Si chiama Ethos (dal greco “etica”) e sarà ufficialmente commercializzato a partire dal prossimo Vinitaly (Verona, 7-10 aprile). È il primo vino di Forchir ottenuto da soli vitigni resistenti italiani.
“L’intelligenza dell’uomo supera le difficoltà.” È con queste parole che Gianfranco Bianchini, patron di Forchir, sintetizza il desiderio “green” di produrre “un vino che impatti il meno possibile sull’ambiente”.
Da qui la scelta di utilizzare vitigni che non necessitino di trattamenti in vigneto, perché naturalmente resistenti alle malattie fungine come Oidio e Peronospora. Anni di sperimentazioni che hanno visto coinvolti in primis l’Università di Udine ed i Vivai Cooperativi di Rauscedo. Per arrivare, attraverso vari incroci, ai cinque vitigni che compongono il blend di Ethos.
IL PROGETTO
Si chiamano Fleurtai, Soreli, Sauvignon Kretos, Sauvignon Nepis, Sauvignon Rytos. I primi due derivano da varietà di Friulano (il vecchio Tocai), gli altri tre dal Sauvignon (come, volutamente, suggerisce il nome).
“La scelta di utilizzare come genitori due varietà storicamente ben radicate nella cultura del vino friulano – spiega Gabriele Di Gaspero dell’Università di Udine – è legata al desiderio di mantenere un’identità territoriale anche con dei vitigni nati solo recentemente”.
Un vero e proprio progetto, quello di Forchir: “Sette ettari. Non due filari tanto per provare”. È sempre Gianfranco Bianchini a sottolineare la portata dell’operazione. Sette ettari impiantati due anni fa che, dopo un solo anno di “prove tecniche”, hanno dato vita a ben 10 mila bottiglie, in occasione della vendemmia 2018.
Una cantina completamente eco-friendly, carbon-free e autosufficiente dal punto di vista energetico grazie ad un impianto fotovoltaico e all’utilizzo di geotermia. Cantina dalla quale escono oltre 2 milioni di bottiglie all’anno targate Forchir.
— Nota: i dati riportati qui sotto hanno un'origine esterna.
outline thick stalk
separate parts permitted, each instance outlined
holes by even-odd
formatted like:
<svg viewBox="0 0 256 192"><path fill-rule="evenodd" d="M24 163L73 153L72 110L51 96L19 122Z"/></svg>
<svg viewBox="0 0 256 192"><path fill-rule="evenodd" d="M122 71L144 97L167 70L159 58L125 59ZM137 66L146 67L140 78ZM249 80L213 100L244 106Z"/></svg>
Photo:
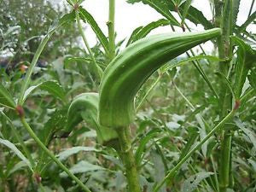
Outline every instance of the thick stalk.
<svg viewBox="0 0 256 192"><path fill-rule="evenodd" d="M95 73L96 73L96 75L97 76L99 81L101 81L101 79L102 79L102 77L103 71L102 71L102 69L98 66L98 64L96 63L96 59L95 59L95 57L94 57L94 55L93 55L93 53L92 53L92 51L91 51L91 49L90 49L90 46L89 46L89 44L88 44L88 41L87 41L87 39L86 39L85 34L84 34L84 31L83 31L83 27L82 27L82 25L81 25L80 17L79 17L79 11L78 11L78 10L76 10L76 20L77 20L77 23L78 23L78 26L79 26L79 32L80 32L80 35L81 35L82 38L83 38L84 43L84 44L85 44L85 47L86 47L86 49L87 49L87 50L88 50L88 52L89 52L89 55L90 55L90 59L91 59L91 61L92 61L92 62L93 62L93 69L94 69L94 71L95 71Z"/></svg>
<svg viewBox="0 0 256 192"><path fill-rule="evenodd" d="M117 131L119 138L121 159L125 167L125 175L128 183L128 191L141 192L138 173L130 138L130 130L128 127L123 127Z"/></svg>
<svg viewBox="0 0 256 192"><path fill-rule="evenodd" d="M231 34L233 22L232 0L224 3L214 0L215 4L215 25L222 29L222 34L217 39L218 57L226 60L219 62L219 72L228 77L228 71L230 65L231 44L230 35ZM219 114L224 117L230 110L232 96L228 92L225 85L220 82L219 90ZM225 129L228 130L228 129ZM232 136L229 131L224 131L221 141L221 157L218 166L219 172L219 189L225 192L230 185L230 153Z"/></svg>
<svg viewBox="0 0 256 192"><path fill-rule="evenodd" d="M114 11L115 0L109 0L109 18L108 22L108 41L109 41L109 61L111 61L115 56L115 43L114 43Z"/></svg>
<svg viewBox="0 0 256 192"><path fill-rule="evenodd" d="M34 131L32 130L30 125L25 119L24 116L20 117L20 120L31 137L32 137L35 142L39 145L39 147L44 150L67 174L72 177L84 191L90 192L90 190L77 177L75 177L69 170L40 141L40 139L37 137Z"/></svg>

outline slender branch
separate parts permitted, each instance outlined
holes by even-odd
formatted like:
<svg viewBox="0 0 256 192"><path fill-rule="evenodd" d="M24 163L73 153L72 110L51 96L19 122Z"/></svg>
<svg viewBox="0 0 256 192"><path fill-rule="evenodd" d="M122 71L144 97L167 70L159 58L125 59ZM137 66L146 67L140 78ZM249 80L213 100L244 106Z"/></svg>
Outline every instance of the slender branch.
<svg viewBox="0 0 256 192"><path fill-rule="evenodd" d="M96 59L93 55L93 53L89 46L89 44L88 44L88 41L86 39L86 37L85 37L85 34L83 31L83 27L82 27L82 25L81 25L81 21L80 21L80 17L79 17L79 10L75 10L76 12L76 20L77 20L77 23L78 23L78 26L79 26L79 31L80 32L80 35L82 36L83 38L83 40L84 40L84 43L85 44L85 47L89 52L89 55L90 56L90 59L92 60L92 62L93 62L93 69L95 71L95 73L96 75L97 76L99 81L101 80L102 77L102 73L103 73L103 71L102 69L98 66L98 64L96 63Z"/></svg>
<svg viewBox="0 0 256 192"><path fill-rule="evenodd" d="M114 12L115 0L109 0L109 18L108 26L108 41L109 41L109 60L112 61L115 56L115 43L114 43Z"/></svg>
<svg viewBox="0 0 256 192"><path fill-rule="evenodd" d="M39 145L39 147L65 172L67 174L72 177L84 191L90 192L90 190L77 177L75 177L69 170L40 141L37 137L34 131L32 130L30 125L25 119L24 116L20 117L20 120L29 135L35 140L35 142Z"/></svg>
E così, dopo sperimentazioni, prove, difficoltà burocratiche per l’iscrizione al registro ufficiale (ricordiamo che per la legge italiana non si possono produrre vini Doc e Docg da varietà ibride) ed infinite discussioni fra sostenitori e detrattori dei vitigni resistenti, è nato Ethos. Il primo vino da vitigni resistenti “Made in Italy”, in contrapposizione alla “scuola tedesca” dei Piwi.
LA DEGUSTAZIONE
Lo abbiamo assaggiato. Colore paglierino scarico, riflessi verdolini. Al naso è piuttosto intenso con un’evidente nota floreale, cui seguono note fruttate di mela e pera e un leggerissimo sentore di frutta esotica.
Una sottile vena erbacea, di erba tagliata, chiude il quadro olfattivo. In bocca l’acidità la fa da padrona regalando grande freschezza, pur supportata da una buona morbidezza. Combinazione che rende “Ethos” 2018 facile e piacevole da bere.
Lavora bene con alcuni degli abbinamenti proposti, come scampi o prosciutto crudo. Un po’ meno bene con le ostriche, che innescano una sapidità eccessiva. Una buona “prima prova”, nel complesso, per queste neonate varietà di vite.
Resta da chiedersi se vitigni volutamente costruiti per essere poco sensibili alle variazioni climatiche e agli stress idrici riescano, col tempo, a diventare portavoce dei differenti terroir. Un tema sempre più dibattuto e ricercato dal consumatore moderno, sempre più a caccia del territorio nel calice.